Subject: Re: Suggested change to README.html generation: tables for binaries
To: Julian Assange <>
From: Matthew Orgass <>
List: tech-pkg
Date: 11/09/1999 12:24:39
On 10 Nov 1999, Julian Assange wrote:

> As a religious lynx/w3 user, it's done with tables, I DON'T. Below

  I checked the lynx change logs and it looks like the minimal table
support was first released with version 2.5 on May 2, 1996. 

  Tables were part of HTML+ in 1993 and were widely implemented, but not
in the HTML 2.0 standard (RFC1866) in late 1995. RFC1942 in May 1996
specified an experimental version of tables which were a superset of HTML+
tables and were not widely implemented until fairly recently (HTML 4). 
Tables were in HTML 3.0 (which was submitted as an Internet Draft in 1994
but never standardized) and HTML 3.2 (recommended by the W3C in January of

> I present the appropriate way to do things (this is much more flexible).
> <dl>
> <dt>alpha
> <dd>
> <dl>
> <dt>1.4
> <dd>
> <ul>
> <li>mpg123-O.59q
> <li>mpg123-O.59o
> <li>mpg123-O.59q
> </ul>
> </dl>
> </dl>

  ?  Alpha has only one binary package of mpg123 available, version 0.59q
for NetBSD version 1.4.  As far as I know, there should only ever be one
package version available for each NetBSD version.
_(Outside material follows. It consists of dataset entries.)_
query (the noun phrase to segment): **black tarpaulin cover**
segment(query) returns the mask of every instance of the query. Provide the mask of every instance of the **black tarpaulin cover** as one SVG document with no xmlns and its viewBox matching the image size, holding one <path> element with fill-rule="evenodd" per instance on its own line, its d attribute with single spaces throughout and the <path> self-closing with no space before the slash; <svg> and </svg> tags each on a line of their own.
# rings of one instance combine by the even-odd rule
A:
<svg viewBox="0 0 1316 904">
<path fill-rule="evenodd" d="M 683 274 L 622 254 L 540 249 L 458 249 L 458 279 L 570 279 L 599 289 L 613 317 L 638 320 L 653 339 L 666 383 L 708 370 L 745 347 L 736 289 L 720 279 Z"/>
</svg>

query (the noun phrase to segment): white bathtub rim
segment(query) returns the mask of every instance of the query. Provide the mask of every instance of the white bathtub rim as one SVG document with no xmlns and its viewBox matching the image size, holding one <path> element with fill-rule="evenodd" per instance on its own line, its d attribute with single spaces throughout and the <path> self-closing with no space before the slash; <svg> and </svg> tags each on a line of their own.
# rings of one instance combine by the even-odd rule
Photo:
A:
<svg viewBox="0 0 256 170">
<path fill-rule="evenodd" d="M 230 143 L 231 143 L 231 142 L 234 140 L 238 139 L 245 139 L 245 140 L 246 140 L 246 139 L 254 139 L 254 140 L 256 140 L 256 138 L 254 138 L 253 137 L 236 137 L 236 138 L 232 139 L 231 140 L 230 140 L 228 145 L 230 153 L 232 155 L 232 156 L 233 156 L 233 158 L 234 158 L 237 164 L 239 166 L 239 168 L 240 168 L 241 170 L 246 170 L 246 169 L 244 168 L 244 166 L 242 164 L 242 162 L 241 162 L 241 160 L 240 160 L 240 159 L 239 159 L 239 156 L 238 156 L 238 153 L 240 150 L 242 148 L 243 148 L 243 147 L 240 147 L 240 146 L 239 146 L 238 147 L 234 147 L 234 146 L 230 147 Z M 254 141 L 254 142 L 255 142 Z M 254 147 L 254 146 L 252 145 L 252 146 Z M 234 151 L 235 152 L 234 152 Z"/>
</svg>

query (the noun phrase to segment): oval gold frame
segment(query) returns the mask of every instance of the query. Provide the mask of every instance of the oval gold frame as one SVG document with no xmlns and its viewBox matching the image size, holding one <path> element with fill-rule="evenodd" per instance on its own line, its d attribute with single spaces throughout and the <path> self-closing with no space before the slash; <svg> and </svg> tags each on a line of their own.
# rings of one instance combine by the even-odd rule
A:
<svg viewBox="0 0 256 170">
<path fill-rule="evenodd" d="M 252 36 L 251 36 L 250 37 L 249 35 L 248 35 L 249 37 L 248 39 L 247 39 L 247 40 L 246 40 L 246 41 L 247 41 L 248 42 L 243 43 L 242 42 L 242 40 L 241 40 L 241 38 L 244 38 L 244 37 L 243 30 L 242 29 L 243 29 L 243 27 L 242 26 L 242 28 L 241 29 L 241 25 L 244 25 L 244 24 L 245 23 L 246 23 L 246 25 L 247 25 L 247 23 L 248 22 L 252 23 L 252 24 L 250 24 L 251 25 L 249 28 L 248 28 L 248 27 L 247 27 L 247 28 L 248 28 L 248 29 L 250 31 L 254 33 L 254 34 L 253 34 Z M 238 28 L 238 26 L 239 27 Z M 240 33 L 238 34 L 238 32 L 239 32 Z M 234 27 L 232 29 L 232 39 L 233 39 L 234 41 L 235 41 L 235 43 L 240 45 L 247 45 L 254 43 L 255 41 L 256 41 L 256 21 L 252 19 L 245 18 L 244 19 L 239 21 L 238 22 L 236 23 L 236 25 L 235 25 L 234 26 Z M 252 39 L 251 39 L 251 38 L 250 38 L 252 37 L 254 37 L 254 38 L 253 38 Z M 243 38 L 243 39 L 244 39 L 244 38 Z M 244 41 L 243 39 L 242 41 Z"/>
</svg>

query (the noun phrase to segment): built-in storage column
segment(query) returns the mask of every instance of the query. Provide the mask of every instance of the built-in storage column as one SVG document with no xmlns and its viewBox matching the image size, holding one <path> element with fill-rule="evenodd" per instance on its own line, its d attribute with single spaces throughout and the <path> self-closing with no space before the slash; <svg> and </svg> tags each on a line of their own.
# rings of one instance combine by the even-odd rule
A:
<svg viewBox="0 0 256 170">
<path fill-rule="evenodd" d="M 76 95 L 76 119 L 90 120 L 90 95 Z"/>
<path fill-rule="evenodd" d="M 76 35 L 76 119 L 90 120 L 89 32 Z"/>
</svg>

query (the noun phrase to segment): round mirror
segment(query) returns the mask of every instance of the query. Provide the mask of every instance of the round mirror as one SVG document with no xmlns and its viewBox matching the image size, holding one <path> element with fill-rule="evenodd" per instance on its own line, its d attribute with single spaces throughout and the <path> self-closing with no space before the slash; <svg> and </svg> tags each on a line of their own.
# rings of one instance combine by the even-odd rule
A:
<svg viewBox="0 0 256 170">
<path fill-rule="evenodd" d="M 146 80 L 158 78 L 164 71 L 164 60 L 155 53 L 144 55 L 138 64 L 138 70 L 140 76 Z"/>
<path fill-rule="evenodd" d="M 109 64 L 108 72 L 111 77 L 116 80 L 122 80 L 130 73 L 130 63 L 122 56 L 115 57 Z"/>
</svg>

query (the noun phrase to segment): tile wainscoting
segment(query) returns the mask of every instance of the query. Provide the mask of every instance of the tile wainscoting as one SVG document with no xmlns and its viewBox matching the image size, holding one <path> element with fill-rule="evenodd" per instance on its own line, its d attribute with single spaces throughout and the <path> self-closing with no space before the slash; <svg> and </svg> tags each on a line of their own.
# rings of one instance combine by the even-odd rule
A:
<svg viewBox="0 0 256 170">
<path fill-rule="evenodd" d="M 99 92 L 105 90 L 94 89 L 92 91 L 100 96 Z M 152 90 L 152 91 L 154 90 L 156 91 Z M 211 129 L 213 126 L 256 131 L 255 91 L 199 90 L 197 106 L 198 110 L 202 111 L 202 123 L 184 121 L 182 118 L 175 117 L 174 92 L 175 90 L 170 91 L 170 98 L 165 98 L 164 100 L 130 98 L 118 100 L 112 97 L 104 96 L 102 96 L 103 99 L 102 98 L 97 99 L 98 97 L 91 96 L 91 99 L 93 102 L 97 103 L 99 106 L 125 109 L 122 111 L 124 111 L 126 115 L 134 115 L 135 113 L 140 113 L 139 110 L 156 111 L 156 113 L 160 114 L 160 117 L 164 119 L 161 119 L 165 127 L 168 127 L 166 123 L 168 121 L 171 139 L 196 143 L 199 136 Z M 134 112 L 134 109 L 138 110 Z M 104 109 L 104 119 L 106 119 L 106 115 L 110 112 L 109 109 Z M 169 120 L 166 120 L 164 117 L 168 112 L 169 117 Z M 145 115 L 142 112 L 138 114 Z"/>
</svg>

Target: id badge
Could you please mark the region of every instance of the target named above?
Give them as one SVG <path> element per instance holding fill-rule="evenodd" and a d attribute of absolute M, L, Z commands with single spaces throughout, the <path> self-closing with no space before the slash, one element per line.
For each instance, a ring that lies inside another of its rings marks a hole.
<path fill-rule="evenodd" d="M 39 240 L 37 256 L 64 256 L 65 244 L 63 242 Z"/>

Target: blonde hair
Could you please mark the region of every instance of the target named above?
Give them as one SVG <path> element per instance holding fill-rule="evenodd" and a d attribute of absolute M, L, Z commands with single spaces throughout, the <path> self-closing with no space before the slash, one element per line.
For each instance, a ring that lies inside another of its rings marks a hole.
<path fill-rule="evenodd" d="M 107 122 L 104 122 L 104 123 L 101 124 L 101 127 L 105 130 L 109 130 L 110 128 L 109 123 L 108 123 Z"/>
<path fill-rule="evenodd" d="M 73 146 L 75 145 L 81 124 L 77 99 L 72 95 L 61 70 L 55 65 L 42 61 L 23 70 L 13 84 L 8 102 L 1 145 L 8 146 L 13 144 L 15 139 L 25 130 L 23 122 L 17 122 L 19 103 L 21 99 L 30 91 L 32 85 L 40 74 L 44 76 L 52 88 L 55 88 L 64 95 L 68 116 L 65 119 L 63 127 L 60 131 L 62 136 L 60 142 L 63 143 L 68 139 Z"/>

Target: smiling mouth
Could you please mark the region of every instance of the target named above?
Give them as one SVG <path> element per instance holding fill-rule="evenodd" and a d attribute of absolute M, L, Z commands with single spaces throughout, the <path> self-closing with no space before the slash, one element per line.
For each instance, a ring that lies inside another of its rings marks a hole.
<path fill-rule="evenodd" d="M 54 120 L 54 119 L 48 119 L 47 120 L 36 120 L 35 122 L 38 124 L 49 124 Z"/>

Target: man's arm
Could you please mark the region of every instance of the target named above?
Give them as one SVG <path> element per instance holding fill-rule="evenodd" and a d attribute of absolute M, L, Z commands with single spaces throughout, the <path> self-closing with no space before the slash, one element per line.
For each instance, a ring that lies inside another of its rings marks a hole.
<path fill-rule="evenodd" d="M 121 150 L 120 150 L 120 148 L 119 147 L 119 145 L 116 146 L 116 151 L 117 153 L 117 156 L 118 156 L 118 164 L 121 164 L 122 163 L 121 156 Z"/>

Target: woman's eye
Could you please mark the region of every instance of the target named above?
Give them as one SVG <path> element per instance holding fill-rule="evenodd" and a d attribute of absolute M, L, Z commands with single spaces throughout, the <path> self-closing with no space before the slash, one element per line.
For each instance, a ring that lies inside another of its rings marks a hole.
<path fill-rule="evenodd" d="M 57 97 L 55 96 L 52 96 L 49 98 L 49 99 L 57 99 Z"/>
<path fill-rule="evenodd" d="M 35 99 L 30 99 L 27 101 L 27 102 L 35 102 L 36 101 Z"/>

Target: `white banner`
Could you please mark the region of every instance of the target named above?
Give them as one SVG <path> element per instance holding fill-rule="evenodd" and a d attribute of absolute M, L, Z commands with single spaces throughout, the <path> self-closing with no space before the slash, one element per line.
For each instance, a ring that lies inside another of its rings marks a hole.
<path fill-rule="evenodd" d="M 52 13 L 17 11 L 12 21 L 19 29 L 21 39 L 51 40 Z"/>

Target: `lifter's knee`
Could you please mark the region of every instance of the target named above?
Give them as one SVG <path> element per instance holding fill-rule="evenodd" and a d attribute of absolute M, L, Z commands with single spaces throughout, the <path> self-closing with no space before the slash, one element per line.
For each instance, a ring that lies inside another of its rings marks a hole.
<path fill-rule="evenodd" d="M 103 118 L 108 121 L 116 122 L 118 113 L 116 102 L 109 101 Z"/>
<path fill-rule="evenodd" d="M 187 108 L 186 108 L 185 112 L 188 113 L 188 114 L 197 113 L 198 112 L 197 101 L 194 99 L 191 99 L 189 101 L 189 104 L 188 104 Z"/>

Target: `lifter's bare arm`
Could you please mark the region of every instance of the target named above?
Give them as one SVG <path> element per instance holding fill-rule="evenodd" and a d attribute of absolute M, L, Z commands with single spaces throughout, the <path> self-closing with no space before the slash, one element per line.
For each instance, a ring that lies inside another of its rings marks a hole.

> >   This version takes up much less horizontal space then the <PRE> version
> > while still doing some alignment on graphical browsers and looking
> > reasonable on text browsers.  Useing just two columns, one for the port
> > and one for the versions, keeps the text on one screen while still
> This is an egregious hack. lynx, w3, w3m, etc ARE table aware, they just
> render tables either incredibly poorly, or in a way which is extremely
> hard to read.

  True.  A browser that does not implement tables at all would completely
ignore table tags, creating messy output in my table example (but still
useable).  Not that the main NetBSD page uses tables and would be
similarly displayed.

> Whether <PRE> etc renders into something decent is really a shot in the
> dark.

  Not true.  <PRE> is defined as "preformatted text".  While a cell phone
might strip out the extra spaces, any text or graphical browers that does
this is simply broken.  Likewise, any graphical browser that does not
render it in a fixed-width font is broken.  While this behavior is allowed
by the standard, it clearly violates the purpose of the tag.  I do not
know of any browsers that do not render <PRE> correctly (lynx could deal
with it from at least version 2.1 almost six years ago).